# TimeCapsule & partage musique itunes ?



## gobi (25 Mars 2008)

Salut,
Savez-vous s'il est possible de faire un partage itunes avec de la musique qui serait stocké sur la timecapsule sans passer par un mac ?

(Actuellement j'ai un MiniPC avec itunes sous XP qui se charge de ça...)

Sinon, pensez-vous qu'apple pourrait proposer cette fonctionalité via MAJ de la TC ?


----------



## ipascm (26 Mars 2008)

gobi a dit:


> Salut,
> Savez-vous s'il est possible de faire un partage itunes avec de la musique qui serait stocké sur la timecapsule sans passer par un mac ?
> 
> (Actuellement j'ai un MiniPC avec itunes sous XP qui se charge de ça...)
> ...



bon pour m'interresser à ce genre de problème (apple Tv) j'envisageais d'acheter time capsule, notamment pour itunes...

Mais TC, n'intègre pas de server itunes streaming, donc pas directement faisable, en revanche, il est possible de faire pointer tes musiques sur time capsules et non pas sur une machine en particulier. Cela veut dire que ta machine doit être allumé.
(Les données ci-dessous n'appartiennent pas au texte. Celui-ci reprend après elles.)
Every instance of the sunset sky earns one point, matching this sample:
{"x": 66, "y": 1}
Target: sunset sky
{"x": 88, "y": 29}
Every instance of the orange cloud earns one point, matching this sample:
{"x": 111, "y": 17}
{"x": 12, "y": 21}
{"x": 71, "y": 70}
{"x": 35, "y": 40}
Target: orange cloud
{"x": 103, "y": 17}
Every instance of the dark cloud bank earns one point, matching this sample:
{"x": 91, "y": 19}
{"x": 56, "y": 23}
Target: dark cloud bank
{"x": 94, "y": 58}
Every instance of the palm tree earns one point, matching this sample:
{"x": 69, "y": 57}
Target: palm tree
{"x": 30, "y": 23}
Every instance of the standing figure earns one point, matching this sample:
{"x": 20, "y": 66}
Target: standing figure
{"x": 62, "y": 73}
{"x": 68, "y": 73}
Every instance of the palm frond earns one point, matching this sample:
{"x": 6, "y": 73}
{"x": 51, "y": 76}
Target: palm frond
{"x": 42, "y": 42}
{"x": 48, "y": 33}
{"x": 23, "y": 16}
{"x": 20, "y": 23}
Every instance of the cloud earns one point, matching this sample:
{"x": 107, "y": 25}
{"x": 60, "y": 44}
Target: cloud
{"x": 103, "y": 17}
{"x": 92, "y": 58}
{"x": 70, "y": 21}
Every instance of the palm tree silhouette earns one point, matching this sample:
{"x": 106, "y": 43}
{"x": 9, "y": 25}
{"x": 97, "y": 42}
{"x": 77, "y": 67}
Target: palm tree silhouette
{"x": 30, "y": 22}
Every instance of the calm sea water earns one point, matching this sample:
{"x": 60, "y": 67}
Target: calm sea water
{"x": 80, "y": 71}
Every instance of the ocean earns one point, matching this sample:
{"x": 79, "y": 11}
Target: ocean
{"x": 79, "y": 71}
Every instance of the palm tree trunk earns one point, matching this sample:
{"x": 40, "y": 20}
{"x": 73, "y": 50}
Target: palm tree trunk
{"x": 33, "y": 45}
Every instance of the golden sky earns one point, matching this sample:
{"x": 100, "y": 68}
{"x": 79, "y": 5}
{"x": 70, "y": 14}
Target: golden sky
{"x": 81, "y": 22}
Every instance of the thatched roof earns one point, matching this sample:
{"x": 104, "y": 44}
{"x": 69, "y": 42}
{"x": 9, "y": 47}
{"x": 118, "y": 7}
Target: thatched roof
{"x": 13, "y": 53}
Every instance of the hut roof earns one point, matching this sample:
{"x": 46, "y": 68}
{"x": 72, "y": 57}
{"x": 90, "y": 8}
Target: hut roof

interresse toi plutot du coté des disques dur Synologic, qui eux integrent un serveur de streaming itunes... (ca marche pour la musique mais je ne sais pas pour la vidéo)

Sinon, si le stream itunes est secondaire et que tu souhaites profiter de time machine et d'une borne n alors time capsule est un bon choix

Ipascm


----------



## gobi (26 Mars 2008)

Merci de ta réponse c'est bien ce que je pensais...

Le truc c'est que les synologic sont pas donnés et pas possible de les utiliser avec time machine...:mouais:

Alors je vais plutot prendre un TC et faire la librairie itunes par le reseau.

a+


----------



## ipascm (31 Mars 2008)

pourquoi ne pourrais tu pas les utiliser avec Time Machine??? il n'y a pas de raison je pense à cela, (perso je viens d'avoir une time Capsule, c'est top, mais c'est vraiment dommage de ne pas avoir un streaming itunes)

En revanche, tu peux prendre une airport extreme et connecter ton disque (avec itunes streaming serveur) tout en beneficiant de TM

Tiens moi au courant


----------



## bibix3 (31 Mai 2008)

salut, je voulais savoir si tu avais réussit a mettre ta librairie itunes sur la time capsule? Parce que moi en fait j'ai un pc sous vista et un macbook pro, et j'aimerai partager ma bibliothèque itunes sur les deux, via time capsule. Merci


----------